Date of this Version
Transactions of the American Microscopical Society, Vol. 29, No. 2 (1908)
The Arrhenuri comprise the largest genus of the Hydrachnidre, and one of the most highly differentiated and widely distributed. The genus is easily recognized by the following characters. The thick chitinous covering of the body is pierced by large pores. A circular furrow on the dorsal side marks off an area which is entirely enclosed in the female, in the male usually open onto the posterior extension of the body. The females are oval in form and much alike; the males are smaller and vary greatly from each other and from the females. They are characterized by a posterior prolongation of the body of varying length and complexity called the appendix, at the end of which there is often developed an accessory sex organ, the petiole.
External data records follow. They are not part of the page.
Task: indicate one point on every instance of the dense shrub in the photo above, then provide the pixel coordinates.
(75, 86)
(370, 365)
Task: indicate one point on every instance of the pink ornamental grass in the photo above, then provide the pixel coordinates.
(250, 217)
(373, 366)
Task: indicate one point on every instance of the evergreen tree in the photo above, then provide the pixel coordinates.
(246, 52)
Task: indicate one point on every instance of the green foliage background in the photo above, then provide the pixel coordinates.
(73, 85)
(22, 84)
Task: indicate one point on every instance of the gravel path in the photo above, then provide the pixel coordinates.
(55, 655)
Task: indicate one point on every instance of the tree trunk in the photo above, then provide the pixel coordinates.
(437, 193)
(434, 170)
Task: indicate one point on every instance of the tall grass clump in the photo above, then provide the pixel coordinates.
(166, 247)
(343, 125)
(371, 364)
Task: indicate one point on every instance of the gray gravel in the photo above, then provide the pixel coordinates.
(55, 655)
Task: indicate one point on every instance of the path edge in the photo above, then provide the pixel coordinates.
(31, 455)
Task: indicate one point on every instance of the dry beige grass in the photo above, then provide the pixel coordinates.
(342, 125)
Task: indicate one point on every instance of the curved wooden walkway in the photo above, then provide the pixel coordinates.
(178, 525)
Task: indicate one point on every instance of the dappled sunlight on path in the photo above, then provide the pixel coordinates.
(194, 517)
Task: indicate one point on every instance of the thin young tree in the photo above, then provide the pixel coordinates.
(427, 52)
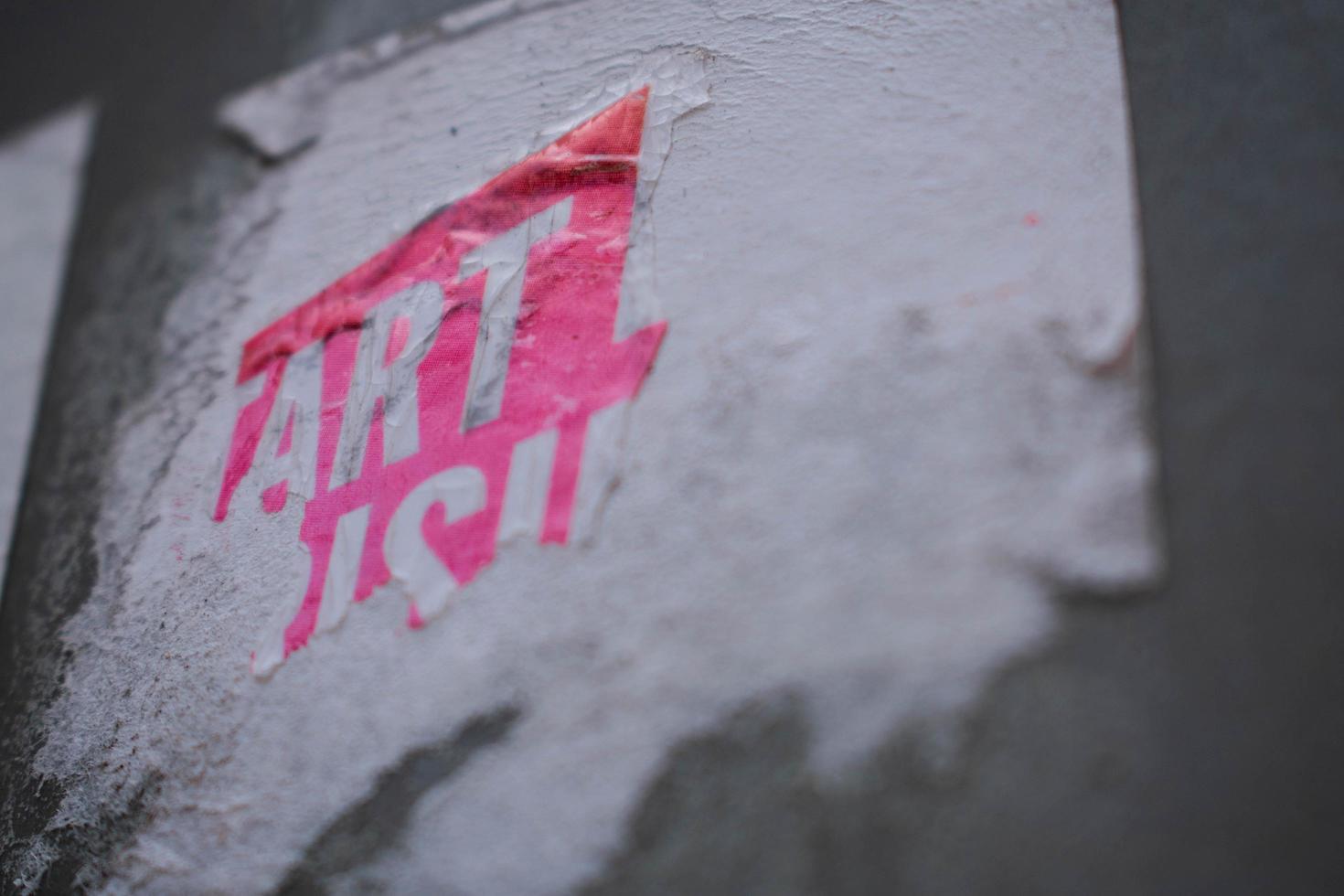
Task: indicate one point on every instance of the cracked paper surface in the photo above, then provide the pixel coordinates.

The epimera are in three groups. The capitulum has the form of a shield with a wedge-shaped notch closed by a membrane. The genital cleft in the female is flanked by two large semicircular discs, from each of which extends a Wing-shaped area covered with small acetabula. The male genitat area, at the base of the appendix, has narrow plates forming an elliptical plate for the cleft, from which extend narrow wing-shaped areas. The palpi are short and stout, ending in a pincer formed by the fifth segment and a prolongation from the distal end of the fourth. The legs are relatively short and much alike throughout the genus; the last three pairs have swimming-hairs, and the fourth segment of the fourth leg in the male usually has a spur bearing a bunch of hairs.